Drei ehemalige Vorstände der österreichischen Krisenbank Hypo Alpe Adria sind am Donnerstag zu Haftstrafen verurteilt worden. Der Richter am Landesgericht Klagenfurt sprach sie der Untreue schuldig, wie eine Gerichtssprecherin am Donnerstag sagte.

Ihnen wird vorgeworfen, beim Verkauf der Kärntner Bank an die BayernLB wichtige Informationen über die Kapitalausstattung des österreichischen Instituts verschwiegen zu haben. Das Urteil dürfte der BayernLB in die Hände spielen: Die Münchener Landesbank ist der Ansicht, beim Kauf der Hypo Alpe Adria 2007 über die tatsächliche Kapitalausstattung der Bank getäuscht worden zu sein, und geht in einem separaten Verfahren gegen die Hypo-Verkäufer vor.

Die Hypo Alpe Adria hatte vor dem Verkauf an die BayernLB Vorzugsaktien begeben, um ihre dünne Eigenkapitaldecke aufzupolstern. Damit sich diese Vorzugsaktien leichter verkaufen, hatte die Kärntner Bank den Investoren Put-Optionen eingeräumt: Sie konnten die Papiere jederzeit wieder an die Bank zurückverkaufen. Diese Nebenabsprache sei jedoch geheim gehalten worden, so der Vorwurf der Staatsanwaltschaft.

Die Richter am Landesgericht Klagenfurt verurteilten den wegen anderer Vergehen bereits zu fünfeinhalb Jahren Haftstrafe verurteilten Ex-Hypo-Chef Wolfgang Kulterer zusätzlich zu einem weiteren Jahr Haft.
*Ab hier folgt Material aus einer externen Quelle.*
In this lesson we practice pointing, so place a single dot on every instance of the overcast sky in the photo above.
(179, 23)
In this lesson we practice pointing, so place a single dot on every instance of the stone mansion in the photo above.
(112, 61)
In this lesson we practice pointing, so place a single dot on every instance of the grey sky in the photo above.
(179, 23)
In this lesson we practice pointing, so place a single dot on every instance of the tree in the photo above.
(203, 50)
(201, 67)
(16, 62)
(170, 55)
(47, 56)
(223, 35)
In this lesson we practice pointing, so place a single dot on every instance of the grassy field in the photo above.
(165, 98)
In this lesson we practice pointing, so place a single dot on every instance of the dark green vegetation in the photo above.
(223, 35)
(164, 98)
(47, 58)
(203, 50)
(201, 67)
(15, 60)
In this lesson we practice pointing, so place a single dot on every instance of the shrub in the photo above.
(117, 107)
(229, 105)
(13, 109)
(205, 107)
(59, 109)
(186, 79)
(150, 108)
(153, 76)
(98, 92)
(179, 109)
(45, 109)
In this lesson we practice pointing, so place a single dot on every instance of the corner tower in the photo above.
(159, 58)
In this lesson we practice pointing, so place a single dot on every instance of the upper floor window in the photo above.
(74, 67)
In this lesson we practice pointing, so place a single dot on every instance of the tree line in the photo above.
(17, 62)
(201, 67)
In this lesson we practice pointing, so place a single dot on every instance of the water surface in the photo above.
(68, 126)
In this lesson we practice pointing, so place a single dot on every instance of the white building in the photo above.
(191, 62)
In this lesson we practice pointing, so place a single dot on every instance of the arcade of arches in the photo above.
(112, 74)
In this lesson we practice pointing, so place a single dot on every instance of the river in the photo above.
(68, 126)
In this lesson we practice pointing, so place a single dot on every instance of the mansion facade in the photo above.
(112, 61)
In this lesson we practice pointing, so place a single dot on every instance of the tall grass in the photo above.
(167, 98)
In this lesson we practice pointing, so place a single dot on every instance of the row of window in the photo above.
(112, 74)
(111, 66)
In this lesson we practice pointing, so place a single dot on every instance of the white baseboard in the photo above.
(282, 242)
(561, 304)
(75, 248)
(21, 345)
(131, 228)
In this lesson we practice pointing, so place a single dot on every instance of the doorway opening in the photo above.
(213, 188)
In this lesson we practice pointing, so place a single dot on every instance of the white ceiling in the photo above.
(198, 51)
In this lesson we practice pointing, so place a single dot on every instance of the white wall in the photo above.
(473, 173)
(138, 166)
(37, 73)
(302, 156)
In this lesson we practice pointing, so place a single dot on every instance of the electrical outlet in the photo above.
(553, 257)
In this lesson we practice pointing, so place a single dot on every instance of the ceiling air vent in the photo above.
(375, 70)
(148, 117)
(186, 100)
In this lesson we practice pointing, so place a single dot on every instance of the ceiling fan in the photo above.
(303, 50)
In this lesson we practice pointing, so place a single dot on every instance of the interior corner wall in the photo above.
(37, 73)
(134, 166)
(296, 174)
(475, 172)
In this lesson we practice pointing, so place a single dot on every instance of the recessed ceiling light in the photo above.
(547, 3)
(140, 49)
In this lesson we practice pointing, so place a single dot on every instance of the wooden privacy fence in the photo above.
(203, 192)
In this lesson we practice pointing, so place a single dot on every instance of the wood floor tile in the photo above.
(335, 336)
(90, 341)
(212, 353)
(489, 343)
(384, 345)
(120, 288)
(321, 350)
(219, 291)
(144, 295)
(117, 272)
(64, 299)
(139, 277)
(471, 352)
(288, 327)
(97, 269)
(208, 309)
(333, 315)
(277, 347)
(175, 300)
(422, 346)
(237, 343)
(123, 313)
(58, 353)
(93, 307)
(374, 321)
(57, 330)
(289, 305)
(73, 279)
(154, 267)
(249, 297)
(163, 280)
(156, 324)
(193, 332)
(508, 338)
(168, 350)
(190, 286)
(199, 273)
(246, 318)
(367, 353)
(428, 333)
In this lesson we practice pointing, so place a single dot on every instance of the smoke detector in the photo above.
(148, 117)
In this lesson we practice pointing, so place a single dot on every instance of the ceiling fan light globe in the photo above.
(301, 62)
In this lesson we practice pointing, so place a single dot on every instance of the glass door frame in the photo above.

Er hatte im Januar ein Geständnis abgelegt und eingeräumt, Nebenabreden geheim gehalten zu haben. Der ebenfalls geständige frühere Hypo-Manager Josef Kircher erhielt eine Haftstrafe von drei Jahren – zwei davon auf Bewährung. Sein früherer Kollege Siegfried Grigg bekam eine Haftstrafe von dreieinhalb Jahren. Sein Anwalt kündigte jedoch Berufung gegen das Urteil an.

Im Zuge des Untreueprozesses stand auch der frühere Hypo-Manager Tilo Berlin vor Gericht. Sein Urteil ist jedoch noch offen - er konnte aus gesundheitlichen Gründen nicht erscheinen.

Die Urteile könnten auch im laufenden Schadenersatzprozess der BayernLB gegen einen der damaligen Hypo-Verkäufer, die Mitarbeiter-Privatstiftung (MAPS), für Aufsehen sorgen: Auch in diesem Verfahren spielen die Nebenabsprachen zu den Vorzugsaktien eine zentrale Rolle: In dem Prozess vor dem Handelsgericht Wien wirft die BayernLB der MAPS vor, die Bayern beim Verkauf ihrer Beteiligung übers Ohr gehauen zu haben. Durch die Put-Optionen auf die Vorzugsaktien seien Angaben zur Bilanz und zum Kernkapital falsch gewesen - die BayernLB habe also für die Hypo zu viel bezahlt.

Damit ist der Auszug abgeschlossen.